California E-Commerce Tax Fight Heats Up

The California legislature could take a decisive vote on taxing out-of-state e-commerce retailers in the next couple of weeks.

This could be the next chapter in a tough battle of wills between a state legislature scrambling for revenue and out-of-state e-commerce retailers seeking to preserve their exemption from collecting sales tax.

The latest round started on Aug. 25, when, in a detailed legal action, the California Senate Appropriations Committee approved a bill, AB155, which demanded out-of-state retailers collect sales tax. It also repealed a recently passed law, ABX1 28, which also demanded out-of-state retailers collect taxes. However, ABX1 28 was the target of a campaign to repeal the law, which was supported by prominent Seattle-based e-commerce retailer Amazon.com.

A spokesperson for the referendum campaign said that there are no plans to shut it down. “We’re confident we’ll collect more than enough signatures to qualify the referendum for the June 2012 ballot,” said Ned Wigglesworth, who manages ballot campaigns for the company Goddard Claussen West.

AB155 might come up for vote on the floor of the state Senate anytime from Aug. 31 to Sept. 9, when the current legislative session ends. AB155 also includes an amendment to increase the small-business exemption in the collection of e-commerce sales taxes. In a previous law, only business with annual sales of less than $500,000 were exempt. In AB155, small businesses with annual sales of $1 million or less are exempted from collecting sales tax.

AB155 is required to get two-thirds approval from the California Assembly and Senate before it can be signed into law by the governor. It will need at least two Republican votes in each voting body. This might be tough to do because Republicans nationwide have adamantly vowed to not raise taxes this political season.

But the bill stands a chance of passing because the measure is popular with bricks-and-mortar retailers, said Scott Hauge, president of advocacy group Small-Business California. “I have not found too many who say that they don’t like this,” Hauge said. “[Bricks-and-mortar retailers] obviously want a level playing field.”

Before ABX1 28 was approved, out-of-state e-commerce companies did not collect sales tax.

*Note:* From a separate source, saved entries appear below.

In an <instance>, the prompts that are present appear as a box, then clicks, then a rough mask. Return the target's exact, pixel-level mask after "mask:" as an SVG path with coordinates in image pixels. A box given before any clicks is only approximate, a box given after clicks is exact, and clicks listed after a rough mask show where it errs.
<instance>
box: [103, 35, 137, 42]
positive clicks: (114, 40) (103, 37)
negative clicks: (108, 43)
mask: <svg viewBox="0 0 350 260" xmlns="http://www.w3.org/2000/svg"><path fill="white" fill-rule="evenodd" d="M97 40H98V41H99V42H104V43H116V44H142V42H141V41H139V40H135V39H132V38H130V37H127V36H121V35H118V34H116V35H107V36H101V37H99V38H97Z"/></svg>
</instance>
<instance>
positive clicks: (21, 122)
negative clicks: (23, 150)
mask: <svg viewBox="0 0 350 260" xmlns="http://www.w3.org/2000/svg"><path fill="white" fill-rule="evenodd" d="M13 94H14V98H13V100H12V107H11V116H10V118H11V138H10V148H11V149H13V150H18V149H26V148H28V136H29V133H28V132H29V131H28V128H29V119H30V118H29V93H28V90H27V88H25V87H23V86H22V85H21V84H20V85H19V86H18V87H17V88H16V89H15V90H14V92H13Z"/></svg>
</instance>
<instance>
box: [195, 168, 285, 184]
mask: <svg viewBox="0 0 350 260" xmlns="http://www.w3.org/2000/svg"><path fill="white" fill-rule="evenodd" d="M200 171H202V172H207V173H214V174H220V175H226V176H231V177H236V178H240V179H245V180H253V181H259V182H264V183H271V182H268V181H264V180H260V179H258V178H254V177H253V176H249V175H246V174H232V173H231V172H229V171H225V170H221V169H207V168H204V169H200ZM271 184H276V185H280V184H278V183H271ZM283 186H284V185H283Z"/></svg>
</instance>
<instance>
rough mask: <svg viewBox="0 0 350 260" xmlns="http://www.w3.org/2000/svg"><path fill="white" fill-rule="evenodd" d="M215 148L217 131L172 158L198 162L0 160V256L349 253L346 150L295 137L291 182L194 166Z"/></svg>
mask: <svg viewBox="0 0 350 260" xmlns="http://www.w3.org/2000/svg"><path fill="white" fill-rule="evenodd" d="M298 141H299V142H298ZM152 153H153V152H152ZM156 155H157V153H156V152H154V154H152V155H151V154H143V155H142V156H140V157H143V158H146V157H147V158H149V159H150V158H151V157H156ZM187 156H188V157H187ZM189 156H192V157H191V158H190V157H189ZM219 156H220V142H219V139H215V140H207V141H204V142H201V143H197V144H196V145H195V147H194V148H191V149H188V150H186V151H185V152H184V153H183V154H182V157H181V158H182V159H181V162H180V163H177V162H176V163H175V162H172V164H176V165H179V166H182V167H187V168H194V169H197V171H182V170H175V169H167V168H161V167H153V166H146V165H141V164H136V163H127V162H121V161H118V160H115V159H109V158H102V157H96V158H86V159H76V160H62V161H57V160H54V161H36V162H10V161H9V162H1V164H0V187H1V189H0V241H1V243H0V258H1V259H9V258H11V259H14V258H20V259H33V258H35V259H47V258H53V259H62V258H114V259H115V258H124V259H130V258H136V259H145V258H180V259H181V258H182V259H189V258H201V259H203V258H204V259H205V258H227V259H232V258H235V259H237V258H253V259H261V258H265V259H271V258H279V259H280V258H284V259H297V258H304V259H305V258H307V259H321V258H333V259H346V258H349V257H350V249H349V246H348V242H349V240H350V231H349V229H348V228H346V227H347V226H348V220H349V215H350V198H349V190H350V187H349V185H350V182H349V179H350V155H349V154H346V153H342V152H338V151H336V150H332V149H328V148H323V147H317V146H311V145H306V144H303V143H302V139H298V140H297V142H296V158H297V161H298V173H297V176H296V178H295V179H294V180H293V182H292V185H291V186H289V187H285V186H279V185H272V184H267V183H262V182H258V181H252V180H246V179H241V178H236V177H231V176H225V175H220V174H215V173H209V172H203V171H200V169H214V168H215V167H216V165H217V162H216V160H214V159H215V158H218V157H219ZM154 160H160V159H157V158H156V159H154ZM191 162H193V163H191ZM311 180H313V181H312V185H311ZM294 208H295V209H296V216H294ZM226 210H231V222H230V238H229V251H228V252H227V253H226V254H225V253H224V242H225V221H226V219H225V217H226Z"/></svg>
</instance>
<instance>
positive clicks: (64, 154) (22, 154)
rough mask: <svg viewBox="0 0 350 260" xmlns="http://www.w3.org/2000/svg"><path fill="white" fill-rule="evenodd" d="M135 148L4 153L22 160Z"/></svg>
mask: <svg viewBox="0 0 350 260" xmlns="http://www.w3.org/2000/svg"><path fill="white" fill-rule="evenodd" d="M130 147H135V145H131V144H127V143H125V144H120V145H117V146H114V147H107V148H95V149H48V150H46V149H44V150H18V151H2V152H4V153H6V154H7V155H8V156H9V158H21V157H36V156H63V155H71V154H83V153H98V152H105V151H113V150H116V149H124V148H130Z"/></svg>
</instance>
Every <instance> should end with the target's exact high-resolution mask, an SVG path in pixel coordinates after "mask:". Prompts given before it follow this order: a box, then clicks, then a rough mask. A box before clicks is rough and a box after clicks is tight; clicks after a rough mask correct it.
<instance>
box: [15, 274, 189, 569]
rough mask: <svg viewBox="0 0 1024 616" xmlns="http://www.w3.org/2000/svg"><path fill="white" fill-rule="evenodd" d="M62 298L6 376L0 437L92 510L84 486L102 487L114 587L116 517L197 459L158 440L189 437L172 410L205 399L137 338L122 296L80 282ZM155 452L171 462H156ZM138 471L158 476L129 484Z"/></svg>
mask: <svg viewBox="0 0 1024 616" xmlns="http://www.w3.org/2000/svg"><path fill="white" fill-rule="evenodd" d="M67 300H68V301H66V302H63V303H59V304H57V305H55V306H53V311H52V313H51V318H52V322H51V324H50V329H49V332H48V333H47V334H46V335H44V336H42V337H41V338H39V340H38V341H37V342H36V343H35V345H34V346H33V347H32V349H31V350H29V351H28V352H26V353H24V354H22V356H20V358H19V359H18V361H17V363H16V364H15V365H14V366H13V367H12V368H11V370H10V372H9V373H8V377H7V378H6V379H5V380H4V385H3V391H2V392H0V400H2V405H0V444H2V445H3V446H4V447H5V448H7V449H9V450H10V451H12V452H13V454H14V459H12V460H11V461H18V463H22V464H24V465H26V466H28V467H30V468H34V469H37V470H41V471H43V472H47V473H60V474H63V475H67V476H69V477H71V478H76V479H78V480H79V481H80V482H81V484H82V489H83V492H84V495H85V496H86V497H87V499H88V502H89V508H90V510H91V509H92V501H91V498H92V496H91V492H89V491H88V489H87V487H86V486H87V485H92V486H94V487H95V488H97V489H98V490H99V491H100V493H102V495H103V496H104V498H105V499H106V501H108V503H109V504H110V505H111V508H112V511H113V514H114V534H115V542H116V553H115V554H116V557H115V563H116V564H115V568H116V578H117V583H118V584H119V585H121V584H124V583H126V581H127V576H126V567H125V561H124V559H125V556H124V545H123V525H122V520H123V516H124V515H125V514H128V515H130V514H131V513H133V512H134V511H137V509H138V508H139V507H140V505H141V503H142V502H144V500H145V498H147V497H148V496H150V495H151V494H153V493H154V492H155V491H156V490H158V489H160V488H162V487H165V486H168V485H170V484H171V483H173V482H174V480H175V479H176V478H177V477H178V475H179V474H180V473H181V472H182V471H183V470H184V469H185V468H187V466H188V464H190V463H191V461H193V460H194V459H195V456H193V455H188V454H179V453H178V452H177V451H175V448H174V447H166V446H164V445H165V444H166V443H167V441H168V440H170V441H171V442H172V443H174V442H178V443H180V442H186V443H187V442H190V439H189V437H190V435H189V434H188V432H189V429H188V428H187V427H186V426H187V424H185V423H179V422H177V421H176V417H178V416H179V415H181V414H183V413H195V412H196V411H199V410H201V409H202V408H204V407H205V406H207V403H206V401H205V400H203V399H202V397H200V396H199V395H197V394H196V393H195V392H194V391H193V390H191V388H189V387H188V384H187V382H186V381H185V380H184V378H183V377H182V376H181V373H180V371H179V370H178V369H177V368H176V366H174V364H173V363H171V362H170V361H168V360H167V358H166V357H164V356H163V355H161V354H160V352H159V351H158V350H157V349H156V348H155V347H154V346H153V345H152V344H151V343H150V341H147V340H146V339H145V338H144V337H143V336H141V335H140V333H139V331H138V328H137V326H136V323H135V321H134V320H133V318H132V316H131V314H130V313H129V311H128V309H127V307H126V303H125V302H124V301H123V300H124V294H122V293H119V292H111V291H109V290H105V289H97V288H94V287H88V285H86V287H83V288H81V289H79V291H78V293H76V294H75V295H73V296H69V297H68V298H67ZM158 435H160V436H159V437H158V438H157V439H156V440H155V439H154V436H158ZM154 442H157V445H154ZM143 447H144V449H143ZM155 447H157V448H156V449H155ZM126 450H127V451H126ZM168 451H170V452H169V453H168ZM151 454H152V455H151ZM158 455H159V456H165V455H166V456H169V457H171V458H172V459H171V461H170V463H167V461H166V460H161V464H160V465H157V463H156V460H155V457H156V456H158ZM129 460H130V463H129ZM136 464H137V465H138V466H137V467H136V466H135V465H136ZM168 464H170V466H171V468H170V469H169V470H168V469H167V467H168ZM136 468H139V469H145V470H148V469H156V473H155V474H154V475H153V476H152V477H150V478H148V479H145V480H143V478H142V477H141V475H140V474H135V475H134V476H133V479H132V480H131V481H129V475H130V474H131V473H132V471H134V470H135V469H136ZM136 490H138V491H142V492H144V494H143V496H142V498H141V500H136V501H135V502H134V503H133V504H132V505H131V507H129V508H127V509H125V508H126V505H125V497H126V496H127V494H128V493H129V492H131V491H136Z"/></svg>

It was part of a loophole that was instituted in the early days of e-commerce, when online retailing was a struggling industry. California law demands that consumers pay tax for the items they purchase from an out-of-state e-commerce retailer.

When ABX1 28 was approved in June, Amazon.com and other e-commerce retailers cut ties with California affiliates and publishers of websites that post advertisements and coupons for e-tailers on their websites. Affiliate ties will be restored when the law is repealed, said Rebecca Madigan, executive director of Performance Marketing Association, a trade group for affiliates. “When ABX1 28 passed, 25,000 small businesses in California had their incomes devastated,” she said in a statement.

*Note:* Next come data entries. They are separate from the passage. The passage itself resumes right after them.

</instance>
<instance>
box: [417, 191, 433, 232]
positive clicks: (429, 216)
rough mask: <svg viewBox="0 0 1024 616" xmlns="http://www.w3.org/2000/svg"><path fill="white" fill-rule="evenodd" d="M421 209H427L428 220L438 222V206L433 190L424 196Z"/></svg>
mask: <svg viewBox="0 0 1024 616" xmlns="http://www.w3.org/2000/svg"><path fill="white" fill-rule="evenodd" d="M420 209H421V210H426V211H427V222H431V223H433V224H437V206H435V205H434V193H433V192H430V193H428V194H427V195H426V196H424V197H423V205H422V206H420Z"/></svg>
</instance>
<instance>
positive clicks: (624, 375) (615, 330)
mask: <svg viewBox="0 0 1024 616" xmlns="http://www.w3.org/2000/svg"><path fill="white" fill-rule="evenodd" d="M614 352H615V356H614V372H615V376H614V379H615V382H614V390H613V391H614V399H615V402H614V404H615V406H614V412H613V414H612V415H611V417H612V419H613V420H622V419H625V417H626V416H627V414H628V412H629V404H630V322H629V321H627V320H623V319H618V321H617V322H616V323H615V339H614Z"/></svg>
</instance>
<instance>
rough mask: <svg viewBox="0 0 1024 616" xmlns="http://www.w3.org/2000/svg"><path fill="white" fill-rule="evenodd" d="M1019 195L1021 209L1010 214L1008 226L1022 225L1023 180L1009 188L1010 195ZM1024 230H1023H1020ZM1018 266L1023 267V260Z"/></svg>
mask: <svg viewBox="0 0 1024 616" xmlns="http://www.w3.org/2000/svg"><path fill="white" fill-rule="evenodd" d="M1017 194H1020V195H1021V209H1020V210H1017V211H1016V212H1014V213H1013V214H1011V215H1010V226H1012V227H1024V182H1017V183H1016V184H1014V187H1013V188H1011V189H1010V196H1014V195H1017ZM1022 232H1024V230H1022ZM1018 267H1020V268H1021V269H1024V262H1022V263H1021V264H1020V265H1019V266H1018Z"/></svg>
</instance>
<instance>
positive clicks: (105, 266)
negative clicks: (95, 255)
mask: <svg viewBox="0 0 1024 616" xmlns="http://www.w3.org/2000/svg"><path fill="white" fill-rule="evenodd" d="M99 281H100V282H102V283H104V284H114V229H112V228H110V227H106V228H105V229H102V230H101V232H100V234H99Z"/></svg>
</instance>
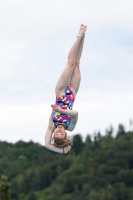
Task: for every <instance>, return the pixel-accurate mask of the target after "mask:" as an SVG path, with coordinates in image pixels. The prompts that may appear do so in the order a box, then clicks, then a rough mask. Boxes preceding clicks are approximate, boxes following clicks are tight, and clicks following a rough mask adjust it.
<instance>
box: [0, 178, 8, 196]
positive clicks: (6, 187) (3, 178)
mask: <svg viewBox="0 0 133 200" xmlns="http://www.w3.org/2000/svg"><path fill="white" fill-rule="evenodd" d="M9 188H10V185H9V183H8V182H7V176H2V177H1V183H0V200H10V199H9Z"/></svg>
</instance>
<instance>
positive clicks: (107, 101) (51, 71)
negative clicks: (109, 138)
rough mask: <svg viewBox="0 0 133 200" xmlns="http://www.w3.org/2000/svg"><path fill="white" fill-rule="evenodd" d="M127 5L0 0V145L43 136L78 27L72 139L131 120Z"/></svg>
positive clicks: (116, 129) (45, 129)
mask: <svg viewBox="0 0 133 200" xmlns="http://www.w3.org/2000/svg"><path fill="white" fill-rule="evenodd" d="M132 8H133V1H132V0H126V1H125V0H112V1H105V0H101V1H99V0H93V1H92V0H63V1H62V0H54V1H53V0H45V1H44V0H34V1H30V0H19V1H17V0H12V1H9V0H1V1H0V140H7V141H9V142H16V141H18V140H20V139H22V140H24V141H29V140H33V141H35V142H39V143H41V144H44V135H45V130H46V127H47V123H48V118H49V115H50V113H51V107H50V105H51V103H54V102H55V94H54V87H55V84H56V82H57V80H58V77H59V75H60V73H61V72H62V70H63V68H64V67H65V64H66V60H67V54H68V51H69V49H70V47H71V45H72V43H73V42H74V40H75V38H76V35H77V33H78V30H79V25H80V24H81V23H84V24H86V25H87V26H88V29H87V32H86V38H85V45H84V51H83V55H82V59H81V73H82V81H81V86H80V90H79V93H78V95H77V97H76V100H75V104H74V109H75V110H78V111H79V121H78V124H77V126H76V128H75V130H74V131H73V133H71V134H76V133H81V134H82V135H83V137H84V138H85V136H86V134H87V133H89V134H91V135H93V134H94V132H97V131H98V130H100V131H101V133H102V134H105V130H106V128H108V127H109V126H110V125H113V127H114V129H115V132H116V131H117V127H118V124H119V123H123V124H124V125H125V127H126V130H129V119H130V118H132V119H133V103H132V102H133V55H132V54H133V12H132Z"/></svg>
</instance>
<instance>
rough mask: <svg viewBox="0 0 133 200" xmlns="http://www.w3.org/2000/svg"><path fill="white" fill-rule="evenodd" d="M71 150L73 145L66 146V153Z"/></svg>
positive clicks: (64, 150)
mask: <svg viewBox="0 0 133 200" xmlns="http://www.w3.org/2000/svg"><path fill="white" fill-rule="evenodd" d="M70 150H71V146H69V145H68V146H66V147H64V154H66V153H68V151H70Z"/></svg>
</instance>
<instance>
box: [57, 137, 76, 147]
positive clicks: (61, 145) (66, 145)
mask: <svg viewBox="0 0 133 200" xmlns="http://www.w3.org/2000/svg"><path fill="white" fill-rule="evenodd" d="M53 141H54V144H53V145H55V146H57V147H60V148H61V147H65V146H67V145H68V144H70V143H72V139H71V138H69V137H65V138H64V139H58V138H56V137H53Z"/></svg>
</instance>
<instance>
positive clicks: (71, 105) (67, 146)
mask: <svg viewBox="0 0 133 200" xmlns="http://www.w3.org/2000/svg"><path fill="white" fill-rule="evenodd" d="M86 29H87V26H85V25H83V24H81V26H80V30H79V33H78V35H77V38H76V41H75V43H74V44H73V46H72V47H71V49H70V52H69V54H68V61H67V64H66V67H65V69H64V71H63V73H62V74H61V76H60V78H59V80H58V82H57V85H56V87H55V93H56V102H55V104H53V105H51V107H52V108H53V111H52V114H51V115H50V118H49V124H48V128H47V130H46V134H45V147H46V148H47V149H49V150H51V151H54V152H57V153H61V154H65V153H67V152H68V151H70V149H71V146H70V145H69V143H70V142H71V140H69V139H68V138H67V132H66V130H68V131H73V130H74V128H75V126H76V123H77V120H78V112H77V111H75V110H72V107H73V103H74V100H75V96H76V94H77V92H78V89H79V85H80V79H81V74H80V68H79V61H80V57H81V53H82V49H83V43H84V38H85V31H86ZM52 140H53V142H54V143H53V144H52V143H51V141H52Z"/></svg>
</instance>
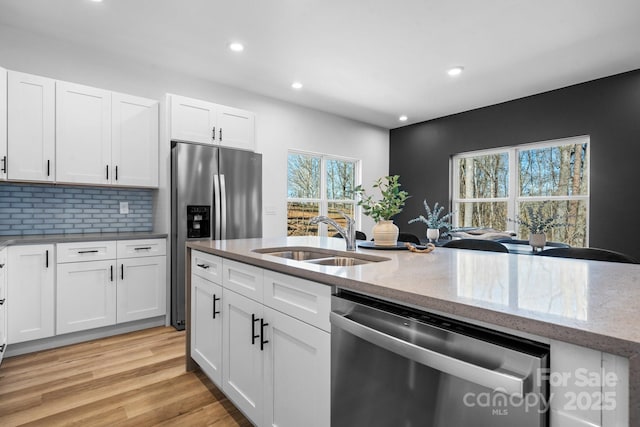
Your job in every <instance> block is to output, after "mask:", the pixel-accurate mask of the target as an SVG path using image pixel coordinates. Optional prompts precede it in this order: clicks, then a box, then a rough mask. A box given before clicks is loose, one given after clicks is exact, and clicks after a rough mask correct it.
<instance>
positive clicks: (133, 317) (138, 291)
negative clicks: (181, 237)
mask: <svg viewBox="0 0 640 427" xmlns="http://www.w3.org/2000/svg"><path fill="white" fill-rule="evenodd" d="M166 262H167V258H166V257H165V256H154V257H140V258H127V259H118V291H117V301H118V303H117V306H118V310H117V322H118V323H121V322H130V321H132V320H139V319H146V318H149V317H155V316H163V315H164V314H165V313H166V311H167V310H166V302H165V301H166V291H167V271H166V270H167V269H166Z"/></svg>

According to published reports, Amazon offered to build at least two distribution centers in California and hire thousands of workers in exchange for Sacramento politicians dropping efforts to force the ecommerce giant to collect sales taxes. The Sacramento Bee reported that Gov. Jerry Brown thought Amazon’s offer was bad. “Look, we need more revenues unless we’re going keep curbing schools, courts, corrections,” Brown told the paper.